Russell Boyd

Master and Commander: The Far Side of the World

Russell Boyd is one of a growing band of veteran Aussie d.p.’s who have ascended to Hollywood prominence after decades of success Down Under.

He shot several of the best-known Oz pics, dating back to Peter Weir’s “Gallipoli” (1981) and “The Year of Living Dangerously” (1982). Since those days, he’s served as d.p. on such Hollywood films as “White Men Can’t Jump” (1992) and “Doctor Dolittle” (1998). But “Master and Commander: The Far Side of the World,” which reunited him with Weir, represents a whole new level of technical sophistication.

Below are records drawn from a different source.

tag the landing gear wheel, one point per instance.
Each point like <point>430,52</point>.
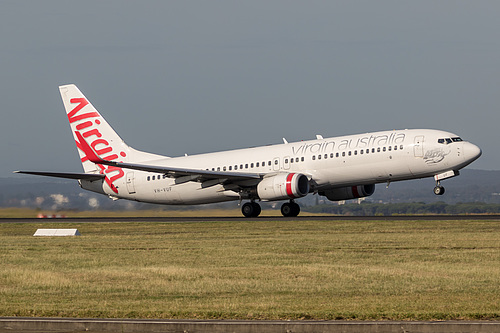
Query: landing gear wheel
<point>290,209</point>
<point>251,209</point>
<point>438,190</point>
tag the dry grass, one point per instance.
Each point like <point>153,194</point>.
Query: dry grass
<point>255,270</point>
<point>31,213</point>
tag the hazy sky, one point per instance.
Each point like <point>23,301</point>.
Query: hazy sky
<point>175,77</point>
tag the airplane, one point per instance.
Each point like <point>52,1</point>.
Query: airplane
<point>339,168</point>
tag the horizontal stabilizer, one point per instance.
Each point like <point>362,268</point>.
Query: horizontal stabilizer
<point>67,175</point>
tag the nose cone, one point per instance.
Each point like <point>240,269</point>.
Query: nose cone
<point>471,152</point>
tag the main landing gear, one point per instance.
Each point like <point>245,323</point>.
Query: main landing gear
<point>251,209</point>
<point>288,209</point>
<point>438,190</point>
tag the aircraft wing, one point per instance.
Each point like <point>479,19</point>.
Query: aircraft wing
<point>173,172</point>
<point>67,175</point>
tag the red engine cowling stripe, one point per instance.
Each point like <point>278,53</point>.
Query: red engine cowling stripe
<point>289,190</point>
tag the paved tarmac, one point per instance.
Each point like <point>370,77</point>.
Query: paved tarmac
<point>45,325</point>
<point>260,218</point>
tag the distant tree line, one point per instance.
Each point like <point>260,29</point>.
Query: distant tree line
<point>416,208</point>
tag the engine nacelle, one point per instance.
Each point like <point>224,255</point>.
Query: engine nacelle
<point>283,186</point>
<point>349,192</point>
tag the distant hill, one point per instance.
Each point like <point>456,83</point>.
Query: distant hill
<point>53,193</point>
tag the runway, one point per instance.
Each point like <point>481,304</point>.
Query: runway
<point>243,219</point>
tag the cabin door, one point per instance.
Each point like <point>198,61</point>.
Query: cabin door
<point>418,147</point>
<point>130,182</point>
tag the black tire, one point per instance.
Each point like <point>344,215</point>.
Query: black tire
<point>290,209</point>
<point>248,209</point>
<point>438,190</point>
<point>295,209</point>
<point>251,209</point>
<point>256,208</point>
<point>286,209</point>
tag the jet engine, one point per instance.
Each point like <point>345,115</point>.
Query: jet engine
<point>349,192</point>
<point>283,186</point>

Boyd says the director’s insistence on historical accuracy, the story taking place almost entirely on a ship at sea and having to film hundreds of visual effects plates for Industrial Light & Magic to manipulate digitally, made “Master and Commander” a project full of complexities, large and small.

“For instance, below decks, we had to hide lights behind deck beams, and position others through hatches above us to give the impression of sunlight streaming in through cracks from the deck above.

“Since the set was authentically designed, this meant we had to get the ceiling in the shot, so we couldn’t remove ceilings to hide lights. This meant we had to be very careful not to bump into the lights as we maneuvered down there.

“I also had to keep the camera low when shooting those sequences. Above decks, I wanted a softer, more subdued light that would reflect overcast weather for ships out at sea. Fortunately (in Baja California), we got a lot of overcast days while shooting in the tank (at Fox Studios Baja).”

Key tools: Panavision Platinum ‘A’ camera and a lightweight Panaflex camera for Steadicam work; Panavision Primo spherical lenses; Kodak 5293 stock for all day exterior work, and Kodak 5279 for night exteriors and below decks; Hydroflex underwater marine camera housings for shooting storm sequence.
Aesthetic: “The main creative requirement was to keep the entire film as absolutely historically accurate as possible, in terms of production design, costume, and also lighting, which made it a very complicated job.”
Challenge: “Shooting scenes down below decks of the ship were particularly challenging, because we had to replicate simple candle lantern light below decks. The storm footage was also difficult just because of the strain of shooting while the practical effects people were dumping so much water on top of us.”